Skip Nav

Does Queen Elizabeth II Like Sarah Ferguson?

The Complex History Between Sarah Ferguson and Queen Elizabeth II


Image Source: Getty / Tim P. Whitby

Princess Eugenie marries her boyfriend Jack Brooksbank on Oct. 12, and the event will bring together — for the first time in decades — many members of her father Prince Andrew's side of the family, and her mother Sarah Ferguson. To say there has been a lot of water under the bridge since the announcement of Andrew and Sarah's separation in 1992 might be a teensy bit of an understatement. There have been lurid newspaper headlines, well-publicised indiscretions, and one epic lapse in judgement. Through it all, Prince Andrew and Sarah have remained best friends, and their daughter Eugenie has called them "The best divorced couple I know." However what about Andrew's family – most specifically, the queen?

It had all started off so well. Sarah's father, Major Ron Ferguson, ran the Guards Polo Club for Prince Philip, and as a young girl Sarah often found herself in the presence of the queen. She used to play tag with Prince Andrew behind the stands at polo matches, and then later, after crossing paths several times socially as young adults, Sarah and her childhood playmate Andrew started a relationship, before marrying a year later.

During her marriage, Sarah was close to the queen. Her Majesty's relationship with her other daughter-in-law, Princess Diana, was sometimes strained, but the queen and Sarah had plenty in common, and an easy chemistry. Sarah wrote in her autobiography My Story, "In private I called her mama . . . When she waved me to sit next to her in the car or at church, I felt favoured and blessed."

Andrew and Sarah decided to separate in January 1992, and Sarah wrote in her autobiography that when they broke the news to the queen: "She asked me to reconsider, to be strong and go forward." However, the relationship between the two women felt the strain when the duchess was photographed with another man just five months after the separation had been announced. Sarah had taken a holiday with her new partner, financial adviser John Bryant, and paparazzi photographed them embracing. The front page story broke a few days later when Sarah was at the queen's Scottish estate Balmoral with her estranged husband, their daughters, and the rest of the Royal Family. Sarah says Andrew was supportive and understanding. The queen, however, was furious.

For a time Sarah maintained a good relationship with her mother-in-law, recalling in her autobiography of the time after her separation, "Through all the chaos of the past six months, the queen and I had stayed consistent. She still took my calls, and I still brought her grandchildren to Windsor for tea on Sundays." However, Sarah lost her HRH status and dropped off the invitation list for all royal occasions.
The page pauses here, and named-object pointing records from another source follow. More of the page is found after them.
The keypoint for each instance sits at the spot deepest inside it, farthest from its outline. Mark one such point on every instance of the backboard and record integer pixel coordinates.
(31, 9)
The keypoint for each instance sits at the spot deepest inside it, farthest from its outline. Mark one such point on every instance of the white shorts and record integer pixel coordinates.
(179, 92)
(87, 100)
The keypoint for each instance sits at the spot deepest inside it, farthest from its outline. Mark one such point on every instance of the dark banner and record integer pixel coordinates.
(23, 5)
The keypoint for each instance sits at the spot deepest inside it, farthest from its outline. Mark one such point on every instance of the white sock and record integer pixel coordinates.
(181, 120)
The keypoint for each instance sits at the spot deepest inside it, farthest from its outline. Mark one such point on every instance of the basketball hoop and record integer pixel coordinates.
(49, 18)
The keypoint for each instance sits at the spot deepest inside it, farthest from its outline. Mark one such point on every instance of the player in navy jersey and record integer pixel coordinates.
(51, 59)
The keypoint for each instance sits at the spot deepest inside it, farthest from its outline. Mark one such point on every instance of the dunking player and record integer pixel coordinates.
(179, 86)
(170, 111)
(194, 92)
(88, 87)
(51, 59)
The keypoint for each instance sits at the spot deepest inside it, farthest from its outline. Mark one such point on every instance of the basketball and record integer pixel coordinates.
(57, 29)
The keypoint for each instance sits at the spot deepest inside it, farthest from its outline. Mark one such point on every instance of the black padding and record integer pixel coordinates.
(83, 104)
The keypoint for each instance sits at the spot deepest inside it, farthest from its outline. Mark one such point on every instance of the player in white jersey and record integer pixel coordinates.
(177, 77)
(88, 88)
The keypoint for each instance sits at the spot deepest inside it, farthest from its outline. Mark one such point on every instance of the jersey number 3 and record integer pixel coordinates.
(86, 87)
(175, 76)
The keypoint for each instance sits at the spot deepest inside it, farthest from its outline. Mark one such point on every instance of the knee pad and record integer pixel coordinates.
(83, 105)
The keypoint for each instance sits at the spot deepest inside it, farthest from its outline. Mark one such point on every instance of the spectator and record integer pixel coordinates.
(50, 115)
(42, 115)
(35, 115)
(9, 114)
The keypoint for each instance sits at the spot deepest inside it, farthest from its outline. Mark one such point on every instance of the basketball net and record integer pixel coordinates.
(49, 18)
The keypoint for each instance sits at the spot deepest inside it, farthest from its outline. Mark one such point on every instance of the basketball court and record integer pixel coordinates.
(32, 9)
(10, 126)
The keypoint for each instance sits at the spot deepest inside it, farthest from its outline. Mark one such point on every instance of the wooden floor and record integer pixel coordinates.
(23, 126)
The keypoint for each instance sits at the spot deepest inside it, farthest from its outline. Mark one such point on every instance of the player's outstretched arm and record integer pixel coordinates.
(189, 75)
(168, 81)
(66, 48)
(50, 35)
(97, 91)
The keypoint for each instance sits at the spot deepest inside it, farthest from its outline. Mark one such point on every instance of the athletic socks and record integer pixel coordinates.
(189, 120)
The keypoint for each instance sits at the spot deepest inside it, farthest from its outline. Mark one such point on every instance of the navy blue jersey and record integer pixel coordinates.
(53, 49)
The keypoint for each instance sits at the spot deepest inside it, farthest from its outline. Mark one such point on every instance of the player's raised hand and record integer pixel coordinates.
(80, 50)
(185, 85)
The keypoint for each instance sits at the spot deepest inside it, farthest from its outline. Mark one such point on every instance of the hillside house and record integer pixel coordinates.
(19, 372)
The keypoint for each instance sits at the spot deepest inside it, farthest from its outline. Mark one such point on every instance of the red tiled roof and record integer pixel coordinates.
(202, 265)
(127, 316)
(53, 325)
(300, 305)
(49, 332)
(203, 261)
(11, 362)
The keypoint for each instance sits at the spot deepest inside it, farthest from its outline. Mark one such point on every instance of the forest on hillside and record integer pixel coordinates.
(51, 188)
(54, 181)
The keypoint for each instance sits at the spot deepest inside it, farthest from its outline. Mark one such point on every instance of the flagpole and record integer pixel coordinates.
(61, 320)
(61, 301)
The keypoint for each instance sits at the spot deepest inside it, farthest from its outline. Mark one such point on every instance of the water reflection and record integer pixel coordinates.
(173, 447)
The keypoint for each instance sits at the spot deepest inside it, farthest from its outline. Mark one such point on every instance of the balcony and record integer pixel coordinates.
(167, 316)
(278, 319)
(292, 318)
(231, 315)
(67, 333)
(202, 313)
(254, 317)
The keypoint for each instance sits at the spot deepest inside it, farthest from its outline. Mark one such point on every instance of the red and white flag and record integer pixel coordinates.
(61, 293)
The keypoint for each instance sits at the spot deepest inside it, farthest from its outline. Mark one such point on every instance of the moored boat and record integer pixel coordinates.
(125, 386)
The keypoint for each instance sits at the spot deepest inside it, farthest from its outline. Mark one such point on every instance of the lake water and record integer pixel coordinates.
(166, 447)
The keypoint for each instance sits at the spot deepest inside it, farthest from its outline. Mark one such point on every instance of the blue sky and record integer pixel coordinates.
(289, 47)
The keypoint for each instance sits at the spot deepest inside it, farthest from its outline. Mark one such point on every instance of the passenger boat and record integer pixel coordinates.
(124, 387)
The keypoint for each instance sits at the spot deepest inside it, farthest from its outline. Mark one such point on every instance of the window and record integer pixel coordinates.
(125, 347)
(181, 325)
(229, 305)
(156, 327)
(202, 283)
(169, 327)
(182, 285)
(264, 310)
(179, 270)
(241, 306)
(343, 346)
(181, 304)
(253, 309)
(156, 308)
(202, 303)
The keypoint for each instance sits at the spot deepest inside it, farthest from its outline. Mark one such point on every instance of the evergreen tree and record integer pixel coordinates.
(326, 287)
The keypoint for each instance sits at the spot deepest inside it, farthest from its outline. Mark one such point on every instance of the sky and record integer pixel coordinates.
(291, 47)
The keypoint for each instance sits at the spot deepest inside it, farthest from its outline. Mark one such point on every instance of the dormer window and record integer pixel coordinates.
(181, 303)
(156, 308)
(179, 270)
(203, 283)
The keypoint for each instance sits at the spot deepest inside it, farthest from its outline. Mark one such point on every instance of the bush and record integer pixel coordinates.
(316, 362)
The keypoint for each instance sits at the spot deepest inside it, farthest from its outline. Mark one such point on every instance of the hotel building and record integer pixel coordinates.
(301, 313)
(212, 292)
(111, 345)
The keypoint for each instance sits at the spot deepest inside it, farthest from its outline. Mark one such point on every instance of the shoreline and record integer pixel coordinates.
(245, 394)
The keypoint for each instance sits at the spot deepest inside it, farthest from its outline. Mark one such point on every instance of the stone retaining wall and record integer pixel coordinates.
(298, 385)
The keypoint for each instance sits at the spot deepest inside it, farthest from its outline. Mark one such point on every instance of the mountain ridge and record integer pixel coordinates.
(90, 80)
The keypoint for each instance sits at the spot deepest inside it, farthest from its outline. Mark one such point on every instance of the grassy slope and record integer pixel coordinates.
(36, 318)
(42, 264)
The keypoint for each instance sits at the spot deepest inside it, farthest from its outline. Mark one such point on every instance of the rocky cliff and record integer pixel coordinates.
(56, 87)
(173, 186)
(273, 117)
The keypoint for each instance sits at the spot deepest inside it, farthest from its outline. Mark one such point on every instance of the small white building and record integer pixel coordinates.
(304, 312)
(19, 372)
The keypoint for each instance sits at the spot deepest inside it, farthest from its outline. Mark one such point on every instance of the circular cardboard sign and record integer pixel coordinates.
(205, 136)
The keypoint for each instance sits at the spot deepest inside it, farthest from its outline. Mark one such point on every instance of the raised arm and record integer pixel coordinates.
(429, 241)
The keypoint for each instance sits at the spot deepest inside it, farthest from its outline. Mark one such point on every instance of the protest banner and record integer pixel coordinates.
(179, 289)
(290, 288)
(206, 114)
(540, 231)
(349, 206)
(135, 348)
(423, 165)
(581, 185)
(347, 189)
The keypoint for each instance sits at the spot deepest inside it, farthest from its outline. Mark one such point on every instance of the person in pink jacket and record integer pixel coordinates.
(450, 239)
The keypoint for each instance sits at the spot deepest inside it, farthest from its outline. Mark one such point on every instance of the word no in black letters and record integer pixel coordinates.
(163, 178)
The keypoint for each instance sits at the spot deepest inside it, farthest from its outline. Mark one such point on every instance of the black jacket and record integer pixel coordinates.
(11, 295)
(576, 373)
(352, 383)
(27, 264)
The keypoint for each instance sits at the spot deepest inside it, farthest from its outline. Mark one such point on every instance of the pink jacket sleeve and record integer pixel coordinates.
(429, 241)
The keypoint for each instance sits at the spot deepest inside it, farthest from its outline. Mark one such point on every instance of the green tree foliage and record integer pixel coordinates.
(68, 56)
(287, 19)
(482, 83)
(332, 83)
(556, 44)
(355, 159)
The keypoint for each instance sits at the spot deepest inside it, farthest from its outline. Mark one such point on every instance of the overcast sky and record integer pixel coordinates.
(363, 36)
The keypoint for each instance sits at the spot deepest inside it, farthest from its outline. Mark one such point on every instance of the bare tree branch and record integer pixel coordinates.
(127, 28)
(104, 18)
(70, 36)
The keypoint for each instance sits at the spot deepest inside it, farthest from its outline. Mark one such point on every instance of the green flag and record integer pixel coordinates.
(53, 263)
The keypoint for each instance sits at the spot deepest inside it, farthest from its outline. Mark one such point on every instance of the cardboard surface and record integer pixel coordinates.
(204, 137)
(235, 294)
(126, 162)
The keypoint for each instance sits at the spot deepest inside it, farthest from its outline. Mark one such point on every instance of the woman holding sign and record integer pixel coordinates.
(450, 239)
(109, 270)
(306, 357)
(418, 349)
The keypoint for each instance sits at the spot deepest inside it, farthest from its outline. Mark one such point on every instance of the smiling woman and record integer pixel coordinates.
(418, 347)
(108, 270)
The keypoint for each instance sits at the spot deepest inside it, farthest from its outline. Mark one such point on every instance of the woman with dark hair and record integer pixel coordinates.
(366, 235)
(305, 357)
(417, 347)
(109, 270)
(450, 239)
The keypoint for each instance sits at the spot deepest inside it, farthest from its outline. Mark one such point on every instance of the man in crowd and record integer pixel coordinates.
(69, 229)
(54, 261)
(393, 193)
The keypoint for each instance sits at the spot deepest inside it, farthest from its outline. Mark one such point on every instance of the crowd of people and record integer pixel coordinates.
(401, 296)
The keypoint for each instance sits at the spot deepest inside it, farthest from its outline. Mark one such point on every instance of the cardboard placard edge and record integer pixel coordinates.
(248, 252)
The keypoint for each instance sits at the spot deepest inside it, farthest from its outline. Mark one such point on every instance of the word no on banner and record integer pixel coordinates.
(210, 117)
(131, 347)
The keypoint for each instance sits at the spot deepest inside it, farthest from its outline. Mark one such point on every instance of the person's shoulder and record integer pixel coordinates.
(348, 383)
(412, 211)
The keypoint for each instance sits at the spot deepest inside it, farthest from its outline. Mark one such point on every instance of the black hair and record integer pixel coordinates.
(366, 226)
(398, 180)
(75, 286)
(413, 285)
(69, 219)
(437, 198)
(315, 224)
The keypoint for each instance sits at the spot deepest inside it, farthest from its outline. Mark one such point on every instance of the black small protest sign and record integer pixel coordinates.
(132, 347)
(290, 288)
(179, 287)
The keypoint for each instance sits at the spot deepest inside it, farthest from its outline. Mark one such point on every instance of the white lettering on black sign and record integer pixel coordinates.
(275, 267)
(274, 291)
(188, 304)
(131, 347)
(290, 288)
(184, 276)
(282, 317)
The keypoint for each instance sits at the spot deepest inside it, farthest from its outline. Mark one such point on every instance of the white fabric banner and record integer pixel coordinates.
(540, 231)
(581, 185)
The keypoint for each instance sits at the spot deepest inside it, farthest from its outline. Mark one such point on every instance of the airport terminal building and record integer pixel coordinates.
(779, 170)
At Christmas she stayed in a cottage on the queen's Sandringham estate with her two daughters, but while the young princesses spent most of Christmas Day in the main house with the Royal Family, the invitation was not extended to Sarah, and she stayed behind alone.


Image Source: Getty / Carl De Souza / Stringer

In My Story she recounted, "Beatrice said one day, 'Why are you not good enough to go up there?' I tried to explain that their granny would love for me to be with them, but I wasn't so well thought of by certain other members of the family." Andrew and Sarah went on to divorce in 1996, but they still live together at Royal Lodge in Windsor, and own a chalet together in Verbier where they holiday together every year. "We've never really left each other." Sarah stated during an Australian radio interview in 2016.

However it's a different matter with many other members of the family, especially after a tabloid sting in 2010 where Sarah apparently offered to sell access to Prince Andrew as part of a business deal. Sarah later explained in an interview with Harper's Bazaar that it was a misunderstanding: "I didn't do that, selling access . . . I said, 'If you're going to invest in my business, with that comes my family, because we're all a team together.' But the way it came across in the video, it was so horrible, because they cut it and edited it."

Andrew stood by his ex-wife, and perhaps surprisingly Sarah has slowly built a relationship with the queen once more. They have crossed paths many times at horsing events such as Ascot and the polo, and Sarah says her former mother-in-law is, "The most wonderful, forgiving, nonjudgmental person I know." In recent years Sarah has been the queen's guest at Balmoral for short holidays, along with Andrew and their daughters — always when Prince Philip is absent.

It has been reported that the queen's husband looks less favourably on his former daughter-in-law, as do Prince Charles and Prince William. So with the family weddings of Prince Harry (who seems to have taken the more pragmatic view of his grandmother and holidayed with his former aunt along with Andrew, Beatrice and Eugenie in 2013) and Princess Eugenie, this year will be the first time Sarah has come face to face with many of her former in-laws.